PyData NYC 2024

Data Secrets from a Platform Engineer
11-07, 11:40–12:20 (US/Eastern), Central Park West

Beneath the surface of sophisticated services exists a vast realm that is hidden from most data scientists… the Platform. Present in every pipeline, every query, every notebook, it shapes the availability, consistency, and resilience of the systems on which we depend. In this talk, discover how understanding more about “the Platform” can enable data scientists to make choices that improve their chances of getting to production. The path to unlocking your data superpowers awaits. Will you take it?


Though it governs the very fabric of our data-driven universe, most data scientists are blissfully unaware of “the Platform”. Much like "the Matrix" from the 1999 science fiction action film by the Wachowski sisters, a data platform is designed to be invisible to the naked eye. Most data scientists operate at a higher level of abstraction. We’re encouraged to build on top of the Platform, going deep on the algorithms and science, but staying light on the engineering. What if we have that backwards?

In this talk, we’ll learn how a modest understanding of platform engineering can make you a much better data scientist. For instance, learning about consistency will give you more intuition around automated model retraining, and how to retrieve snapshots from prior training cycles. Learning about the benefits of columnar data storage will make you think twice about saving data as CSV. Understanding fault tolerance can help you implement recovery strategies into your machine learning pipelines, such as checkpointing and error handling. And perhaps most importantly, learning about the platform enables you to build models that integrate seamlessly with existing systems and services, so you’ll be more likely to get your models to production. And trust me, you want to be known as a data scientist who knows how to get models to production.

This talk is your portal to the reality beneath the surface of data science. You will learn to perceive and interpret the underlying principles — availability, consistency, concurrency, and failure — that influence your data’s journey, and see how mastering these elements can elevate your analytics. The choice is yours: continue operating within the confines of the known, or delve deeper into the world of platform engineering to truly transform your data science practice?

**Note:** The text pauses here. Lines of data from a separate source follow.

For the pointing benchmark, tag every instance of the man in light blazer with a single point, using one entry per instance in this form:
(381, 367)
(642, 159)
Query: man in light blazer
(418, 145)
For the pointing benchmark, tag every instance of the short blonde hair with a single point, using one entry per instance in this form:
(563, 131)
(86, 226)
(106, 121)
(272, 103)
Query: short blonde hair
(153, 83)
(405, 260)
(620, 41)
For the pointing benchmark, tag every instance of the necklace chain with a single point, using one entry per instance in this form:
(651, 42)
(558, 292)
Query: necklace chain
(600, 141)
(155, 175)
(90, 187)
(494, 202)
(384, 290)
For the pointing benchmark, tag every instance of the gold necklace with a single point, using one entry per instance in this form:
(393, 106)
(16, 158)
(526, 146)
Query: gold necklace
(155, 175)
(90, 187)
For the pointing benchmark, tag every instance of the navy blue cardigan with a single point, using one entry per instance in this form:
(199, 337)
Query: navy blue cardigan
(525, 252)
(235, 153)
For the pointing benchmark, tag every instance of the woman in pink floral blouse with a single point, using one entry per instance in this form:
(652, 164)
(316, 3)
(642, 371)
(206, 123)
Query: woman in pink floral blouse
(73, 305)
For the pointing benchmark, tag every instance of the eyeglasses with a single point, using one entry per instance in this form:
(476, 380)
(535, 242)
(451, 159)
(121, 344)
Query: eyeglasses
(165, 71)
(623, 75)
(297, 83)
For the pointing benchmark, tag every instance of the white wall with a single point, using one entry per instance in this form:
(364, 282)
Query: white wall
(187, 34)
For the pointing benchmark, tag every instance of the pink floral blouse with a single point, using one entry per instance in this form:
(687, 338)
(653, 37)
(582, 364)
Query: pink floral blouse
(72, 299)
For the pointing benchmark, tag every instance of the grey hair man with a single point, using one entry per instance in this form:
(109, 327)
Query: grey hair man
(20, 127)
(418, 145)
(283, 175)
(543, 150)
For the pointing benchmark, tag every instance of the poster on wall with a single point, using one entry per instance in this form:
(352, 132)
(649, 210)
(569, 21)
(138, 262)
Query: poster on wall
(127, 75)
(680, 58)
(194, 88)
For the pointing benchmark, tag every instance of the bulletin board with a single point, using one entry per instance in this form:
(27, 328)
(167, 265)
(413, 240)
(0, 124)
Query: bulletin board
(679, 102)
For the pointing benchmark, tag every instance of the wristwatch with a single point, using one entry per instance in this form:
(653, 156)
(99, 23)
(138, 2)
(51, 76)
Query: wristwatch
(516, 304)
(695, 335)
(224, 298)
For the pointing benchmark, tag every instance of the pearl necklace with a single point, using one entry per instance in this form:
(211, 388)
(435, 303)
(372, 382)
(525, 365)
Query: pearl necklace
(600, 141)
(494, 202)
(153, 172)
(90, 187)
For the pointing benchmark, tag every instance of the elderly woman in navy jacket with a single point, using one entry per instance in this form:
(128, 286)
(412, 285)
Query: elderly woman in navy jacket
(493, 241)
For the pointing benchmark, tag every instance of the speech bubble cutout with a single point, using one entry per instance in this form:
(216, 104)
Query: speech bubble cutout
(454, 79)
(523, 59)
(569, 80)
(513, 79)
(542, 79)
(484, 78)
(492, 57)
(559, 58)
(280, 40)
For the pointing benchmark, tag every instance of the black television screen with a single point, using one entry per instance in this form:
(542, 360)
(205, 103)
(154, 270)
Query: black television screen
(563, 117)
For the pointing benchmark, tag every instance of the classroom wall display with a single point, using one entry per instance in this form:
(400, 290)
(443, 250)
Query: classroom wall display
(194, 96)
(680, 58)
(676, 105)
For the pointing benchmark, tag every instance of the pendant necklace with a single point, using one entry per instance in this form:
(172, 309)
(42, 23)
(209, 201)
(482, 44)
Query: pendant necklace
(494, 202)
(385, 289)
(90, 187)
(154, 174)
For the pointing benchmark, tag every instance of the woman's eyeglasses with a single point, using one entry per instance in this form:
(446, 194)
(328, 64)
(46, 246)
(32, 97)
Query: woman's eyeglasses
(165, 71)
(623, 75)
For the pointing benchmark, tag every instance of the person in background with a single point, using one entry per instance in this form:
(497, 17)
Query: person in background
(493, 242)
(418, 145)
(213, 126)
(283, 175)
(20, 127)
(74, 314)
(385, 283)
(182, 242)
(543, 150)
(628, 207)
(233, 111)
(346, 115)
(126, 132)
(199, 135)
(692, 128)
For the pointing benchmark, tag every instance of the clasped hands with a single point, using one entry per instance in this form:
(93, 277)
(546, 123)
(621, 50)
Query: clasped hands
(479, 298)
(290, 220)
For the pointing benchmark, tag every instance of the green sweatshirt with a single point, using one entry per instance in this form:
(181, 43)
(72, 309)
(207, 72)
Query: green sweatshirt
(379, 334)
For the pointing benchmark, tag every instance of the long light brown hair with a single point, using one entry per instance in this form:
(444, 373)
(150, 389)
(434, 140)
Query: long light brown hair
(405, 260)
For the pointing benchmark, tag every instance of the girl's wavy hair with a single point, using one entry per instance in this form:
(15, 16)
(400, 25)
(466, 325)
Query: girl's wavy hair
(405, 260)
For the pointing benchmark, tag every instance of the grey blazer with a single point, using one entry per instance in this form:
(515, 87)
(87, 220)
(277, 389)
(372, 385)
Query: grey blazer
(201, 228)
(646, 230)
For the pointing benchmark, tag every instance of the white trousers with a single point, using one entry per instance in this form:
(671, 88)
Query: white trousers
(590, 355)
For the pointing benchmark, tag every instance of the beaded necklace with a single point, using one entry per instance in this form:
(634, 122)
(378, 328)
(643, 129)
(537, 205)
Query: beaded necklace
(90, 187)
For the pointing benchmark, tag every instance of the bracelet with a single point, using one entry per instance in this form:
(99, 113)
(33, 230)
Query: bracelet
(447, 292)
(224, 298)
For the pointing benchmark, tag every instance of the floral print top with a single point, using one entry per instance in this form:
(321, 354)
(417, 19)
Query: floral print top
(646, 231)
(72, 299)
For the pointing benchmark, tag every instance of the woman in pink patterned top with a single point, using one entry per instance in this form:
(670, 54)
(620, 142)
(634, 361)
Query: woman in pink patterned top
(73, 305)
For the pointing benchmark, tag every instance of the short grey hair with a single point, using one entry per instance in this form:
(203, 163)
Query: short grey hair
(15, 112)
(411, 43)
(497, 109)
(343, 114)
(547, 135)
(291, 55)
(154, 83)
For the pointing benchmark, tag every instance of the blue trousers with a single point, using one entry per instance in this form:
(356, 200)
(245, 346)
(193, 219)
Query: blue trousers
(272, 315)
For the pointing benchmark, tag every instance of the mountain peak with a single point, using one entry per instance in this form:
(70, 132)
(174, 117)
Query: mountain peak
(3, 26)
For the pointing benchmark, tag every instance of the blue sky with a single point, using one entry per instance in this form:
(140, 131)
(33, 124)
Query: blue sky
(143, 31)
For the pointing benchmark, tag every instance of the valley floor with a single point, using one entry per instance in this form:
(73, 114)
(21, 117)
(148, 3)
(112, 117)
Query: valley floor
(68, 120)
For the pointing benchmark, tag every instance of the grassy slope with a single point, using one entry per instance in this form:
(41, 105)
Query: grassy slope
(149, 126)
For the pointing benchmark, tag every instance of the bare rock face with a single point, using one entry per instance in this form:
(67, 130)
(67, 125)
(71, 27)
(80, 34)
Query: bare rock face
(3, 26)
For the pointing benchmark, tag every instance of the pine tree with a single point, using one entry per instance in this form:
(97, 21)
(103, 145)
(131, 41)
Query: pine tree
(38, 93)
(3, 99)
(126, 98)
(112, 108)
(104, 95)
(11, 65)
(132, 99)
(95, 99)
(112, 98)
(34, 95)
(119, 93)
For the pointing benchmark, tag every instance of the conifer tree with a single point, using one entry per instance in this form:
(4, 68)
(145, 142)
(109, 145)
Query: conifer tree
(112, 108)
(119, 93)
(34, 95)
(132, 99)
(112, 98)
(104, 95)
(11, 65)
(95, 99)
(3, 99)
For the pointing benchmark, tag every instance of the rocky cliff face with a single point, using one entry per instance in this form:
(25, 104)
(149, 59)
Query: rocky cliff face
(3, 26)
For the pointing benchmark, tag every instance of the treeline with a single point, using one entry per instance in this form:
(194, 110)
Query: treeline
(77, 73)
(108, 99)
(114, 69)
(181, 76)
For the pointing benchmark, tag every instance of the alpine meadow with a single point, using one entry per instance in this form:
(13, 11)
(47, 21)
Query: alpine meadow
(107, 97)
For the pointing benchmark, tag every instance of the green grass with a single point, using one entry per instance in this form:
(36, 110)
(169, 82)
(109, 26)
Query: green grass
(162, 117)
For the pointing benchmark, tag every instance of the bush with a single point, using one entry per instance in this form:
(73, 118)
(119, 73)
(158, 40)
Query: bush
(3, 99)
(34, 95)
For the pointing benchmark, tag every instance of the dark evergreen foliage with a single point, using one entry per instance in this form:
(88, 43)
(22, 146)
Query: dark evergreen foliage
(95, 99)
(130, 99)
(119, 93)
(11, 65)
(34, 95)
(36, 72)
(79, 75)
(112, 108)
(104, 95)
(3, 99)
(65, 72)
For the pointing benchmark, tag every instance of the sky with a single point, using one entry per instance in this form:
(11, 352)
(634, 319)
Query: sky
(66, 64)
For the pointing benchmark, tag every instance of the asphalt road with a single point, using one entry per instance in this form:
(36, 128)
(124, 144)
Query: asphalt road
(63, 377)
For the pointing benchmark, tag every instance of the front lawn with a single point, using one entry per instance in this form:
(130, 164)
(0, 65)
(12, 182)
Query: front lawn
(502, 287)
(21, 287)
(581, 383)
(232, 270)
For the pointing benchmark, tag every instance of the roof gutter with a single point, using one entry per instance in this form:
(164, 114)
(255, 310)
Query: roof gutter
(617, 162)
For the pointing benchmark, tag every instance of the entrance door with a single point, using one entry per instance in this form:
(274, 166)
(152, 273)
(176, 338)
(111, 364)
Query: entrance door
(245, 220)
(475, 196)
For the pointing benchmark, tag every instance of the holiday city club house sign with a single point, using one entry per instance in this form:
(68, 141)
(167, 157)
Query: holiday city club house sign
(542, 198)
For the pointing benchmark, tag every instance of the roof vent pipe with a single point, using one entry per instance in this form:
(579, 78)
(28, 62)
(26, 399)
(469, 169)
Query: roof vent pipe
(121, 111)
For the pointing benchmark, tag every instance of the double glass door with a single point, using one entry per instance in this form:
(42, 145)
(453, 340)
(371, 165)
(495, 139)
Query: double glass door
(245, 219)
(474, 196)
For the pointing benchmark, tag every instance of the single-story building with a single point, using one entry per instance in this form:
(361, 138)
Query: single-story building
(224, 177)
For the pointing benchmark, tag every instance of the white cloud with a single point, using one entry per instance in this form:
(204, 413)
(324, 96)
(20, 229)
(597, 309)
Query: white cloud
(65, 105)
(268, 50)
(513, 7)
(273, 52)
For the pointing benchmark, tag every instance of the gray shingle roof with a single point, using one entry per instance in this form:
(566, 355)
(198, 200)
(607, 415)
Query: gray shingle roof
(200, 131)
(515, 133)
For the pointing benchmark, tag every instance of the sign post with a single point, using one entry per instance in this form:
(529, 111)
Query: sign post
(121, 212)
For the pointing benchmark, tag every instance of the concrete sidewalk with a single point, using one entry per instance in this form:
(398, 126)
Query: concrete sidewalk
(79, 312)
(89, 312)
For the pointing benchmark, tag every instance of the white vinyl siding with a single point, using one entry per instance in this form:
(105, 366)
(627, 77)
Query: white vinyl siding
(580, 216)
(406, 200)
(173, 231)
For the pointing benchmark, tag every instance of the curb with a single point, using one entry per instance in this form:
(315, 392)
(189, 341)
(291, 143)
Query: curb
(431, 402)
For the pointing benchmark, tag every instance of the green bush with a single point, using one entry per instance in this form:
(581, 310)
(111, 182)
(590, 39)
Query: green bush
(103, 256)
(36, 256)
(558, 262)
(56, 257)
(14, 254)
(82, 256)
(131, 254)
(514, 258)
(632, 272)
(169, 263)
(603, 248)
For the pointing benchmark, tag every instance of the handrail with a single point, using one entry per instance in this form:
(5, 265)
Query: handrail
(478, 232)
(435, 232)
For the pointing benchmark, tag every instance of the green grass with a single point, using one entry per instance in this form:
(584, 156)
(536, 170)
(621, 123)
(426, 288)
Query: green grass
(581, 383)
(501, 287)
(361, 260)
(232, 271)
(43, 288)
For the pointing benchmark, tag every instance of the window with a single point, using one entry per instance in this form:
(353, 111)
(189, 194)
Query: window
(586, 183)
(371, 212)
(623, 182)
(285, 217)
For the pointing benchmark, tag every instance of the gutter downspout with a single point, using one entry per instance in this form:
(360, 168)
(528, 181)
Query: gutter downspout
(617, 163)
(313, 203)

Come learn the secrets of the "Platform" and unlock your inner data science Neo. 

Outline

  1. Introduction: Why go beneath the surface of data science? (4 min)
  2. Always Bet on Parquet (5 min)
  3. Old Data or Slow Data: Pick Your Poison (7 min)
  4. There is No Batch, or why all data is actually streaming data (5 min)
  5. It's OK to Fail (4 min)
  6. Now what? (5 min)

Prior Knowledge Expected

No previous knowledge expected

Dr. Rebecca Bilbro is an applied AI/ML engineer and one of the pioneers of the data science revolution of the early 2010’s. Co-author of Applied Text Analysis with Python (O'Reilly 2017) and Apache Hudi: The Definitive Guide (O'Reilly 2024), Rebecca has worked across academia, industry, and the public sector. She is co-creator of Yellowbrick, a Python library that integrates the scikit-learn and matplotlib APIs to support more convenient model diagnostics and steering. As co-founder and CTO of Rotational Labs, Rebecca is motivated by a desire to unite the data science and engineering communities. She and her team help other companies leverage in-house domain expertise and data to build and deploy LLMs, data products, and services. Rebecca earned her doctorate from the University of Illinois, Urbana-Champaign, where her research centered on domain-specific languages within engineering.